As rb_io_buffer_get_mutable/rb_io_buffer_get_immutable aren't exposed on Ruby level at all (IDK, maybe we do want to mention the "additional" API available for C extensions? It is kinda important), that leaves the copy/to_str` as the "main" ones at this level.

we have to also consider that such names clash with IO-like behaviour

I agree read/write are not the best choice of words probably, but I still believe the choice should be symmetrical... Maybe something "dumb" (acceptable for rarely used low-level APIs?) like get_chunk and put_chunk, or something?..

These type names are based on a common convention which I've seen is used across different languages/environments.

I agree these names are better! I am just spotting a discrepancy and reporting it, if it is considered OK by core devs (which I am not even one of :)), so be it. I don't have a useful proposal here, because changing Array#pack convention is impossible, and using that old convention for IO::Buffer is not convenient either.

Updated by ioquatix (Samuel Williams) about 3 years ago

Yes that all makes sense.

After spending some time today working on it, I decided I don't like the mutable/immutable terminology. The problem is, even if the buffer is "immutable", the underlying data can still change. This is the unfortunate reality of how C/von Neumann computer works.
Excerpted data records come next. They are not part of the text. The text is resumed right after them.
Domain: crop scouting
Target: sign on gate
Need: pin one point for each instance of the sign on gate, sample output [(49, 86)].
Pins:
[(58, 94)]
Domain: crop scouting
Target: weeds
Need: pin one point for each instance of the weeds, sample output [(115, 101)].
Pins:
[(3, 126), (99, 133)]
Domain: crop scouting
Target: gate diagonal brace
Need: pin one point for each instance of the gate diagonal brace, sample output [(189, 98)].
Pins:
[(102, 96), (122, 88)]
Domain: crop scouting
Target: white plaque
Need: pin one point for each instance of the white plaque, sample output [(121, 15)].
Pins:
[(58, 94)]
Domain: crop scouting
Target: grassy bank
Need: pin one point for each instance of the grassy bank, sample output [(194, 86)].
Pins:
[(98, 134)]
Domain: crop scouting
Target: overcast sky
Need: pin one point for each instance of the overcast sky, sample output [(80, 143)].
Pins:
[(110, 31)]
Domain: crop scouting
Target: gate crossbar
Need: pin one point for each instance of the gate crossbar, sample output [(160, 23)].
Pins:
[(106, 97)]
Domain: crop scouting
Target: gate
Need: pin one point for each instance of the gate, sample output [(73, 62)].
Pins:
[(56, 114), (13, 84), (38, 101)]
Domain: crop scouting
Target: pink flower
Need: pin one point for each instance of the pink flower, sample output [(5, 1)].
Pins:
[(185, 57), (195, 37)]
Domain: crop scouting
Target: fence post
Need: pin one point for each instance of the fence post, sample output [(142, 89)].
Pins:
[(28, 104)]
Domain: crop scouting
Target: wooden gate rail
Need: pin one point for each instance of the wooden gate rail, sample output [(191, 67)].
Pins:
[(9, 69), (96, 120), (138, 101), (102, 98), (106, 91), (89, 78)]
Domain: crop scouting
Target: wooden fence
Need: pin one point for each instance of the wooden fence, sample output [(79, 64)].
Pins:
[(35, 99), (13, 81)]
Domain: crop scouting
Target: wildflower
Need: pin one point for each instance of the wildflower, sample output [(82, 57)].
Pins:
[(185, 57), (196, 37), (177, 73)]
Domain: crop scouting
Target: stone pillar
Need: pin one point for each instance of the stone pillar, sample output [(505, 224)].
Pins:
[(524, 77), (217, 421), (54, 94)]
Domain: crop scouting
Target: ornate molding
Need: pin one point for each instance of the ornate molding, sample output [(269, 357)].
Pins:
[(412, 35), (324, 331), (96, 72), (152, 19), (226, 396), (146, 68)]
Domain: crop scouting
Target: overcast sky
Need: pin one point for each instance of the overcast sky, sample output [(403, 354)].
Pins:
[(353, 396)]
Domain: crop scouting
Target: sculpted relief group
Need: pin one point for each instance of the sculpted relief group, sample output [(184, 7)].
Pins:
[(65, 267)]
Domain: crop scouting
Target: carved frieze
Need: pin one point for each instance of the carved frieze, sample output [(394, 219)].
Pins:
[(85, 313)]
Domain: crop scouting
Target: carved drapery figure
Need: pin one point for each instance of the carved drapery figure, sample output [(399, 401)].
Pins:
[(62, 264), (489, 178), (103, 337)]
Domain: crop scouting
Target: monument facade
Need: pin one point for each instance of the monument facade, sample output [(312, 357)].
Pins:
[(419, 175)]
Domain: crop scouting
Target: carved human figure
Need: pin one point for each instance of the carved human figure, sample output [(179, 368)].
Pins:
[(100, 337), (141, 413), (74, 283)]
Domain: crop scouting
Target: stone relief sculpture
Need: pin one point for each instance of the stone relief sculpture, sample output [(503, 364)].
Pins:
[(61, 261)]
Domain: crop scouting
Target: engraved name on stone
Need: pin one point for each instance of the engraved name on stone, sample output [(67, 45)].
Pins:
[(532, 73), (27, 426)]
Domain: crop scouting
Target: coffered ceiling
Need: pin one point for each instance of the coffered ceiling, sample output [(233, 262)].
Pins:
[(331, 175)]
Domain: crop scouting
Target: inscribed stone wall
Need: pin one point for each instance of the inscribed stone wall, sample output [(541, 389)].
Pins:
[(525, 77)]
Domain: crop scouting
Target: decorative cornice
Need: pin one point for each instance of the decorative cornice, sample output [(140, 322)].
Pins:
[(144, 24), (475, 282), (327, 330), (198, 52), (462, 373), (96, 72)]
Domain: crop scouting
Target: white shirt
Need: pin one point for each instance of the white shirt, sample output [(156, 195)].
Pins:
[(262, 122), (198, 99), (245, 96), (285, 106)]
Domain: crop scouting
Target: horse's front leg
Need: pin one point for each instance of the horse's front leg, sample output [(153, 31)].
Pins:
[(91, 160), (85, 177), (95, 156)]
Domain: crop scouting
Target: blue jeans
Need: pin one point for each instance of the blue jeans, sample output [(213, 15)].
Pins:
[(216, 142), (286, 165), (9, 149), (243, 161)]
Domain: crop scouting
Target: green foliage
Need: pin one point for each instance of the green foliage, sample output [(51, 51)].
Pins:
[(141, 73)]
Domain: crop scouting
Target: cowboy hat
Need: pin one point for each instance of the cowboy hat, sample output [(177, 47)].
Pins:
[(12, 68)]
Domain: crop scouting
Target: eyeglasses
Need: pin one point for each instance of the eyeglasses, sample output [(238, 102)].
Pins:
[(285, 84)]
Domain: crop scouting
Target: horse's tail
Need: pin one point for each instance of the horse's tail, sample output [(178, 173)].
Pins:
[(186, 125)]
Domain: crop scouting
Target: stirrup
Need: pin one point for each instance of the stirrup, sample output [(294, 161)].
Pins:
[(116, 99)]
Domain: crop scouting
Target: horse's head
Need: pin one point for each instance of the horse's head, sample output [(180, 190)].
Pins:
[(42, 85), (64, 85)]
So, I'm going to rename it to readonly which In think better conveys the meaning of "A view of a buffer which cannot be used to modify it."

Hopefully this will be merged in the linked PR shortly.

Updated by ioquatix (Samuel Williams) about 3 years ago

  • Status changed from Open to Closed

All the issues here have been addressed, except for:

(1) get_value / set_value type names have not changed, but the method name has changed.
(2) Using flags to indicate allocation strategy. I will review it and document the expected behaviour from Ruby.

Because this interface is marked as experimental, I'm not too concerned about either.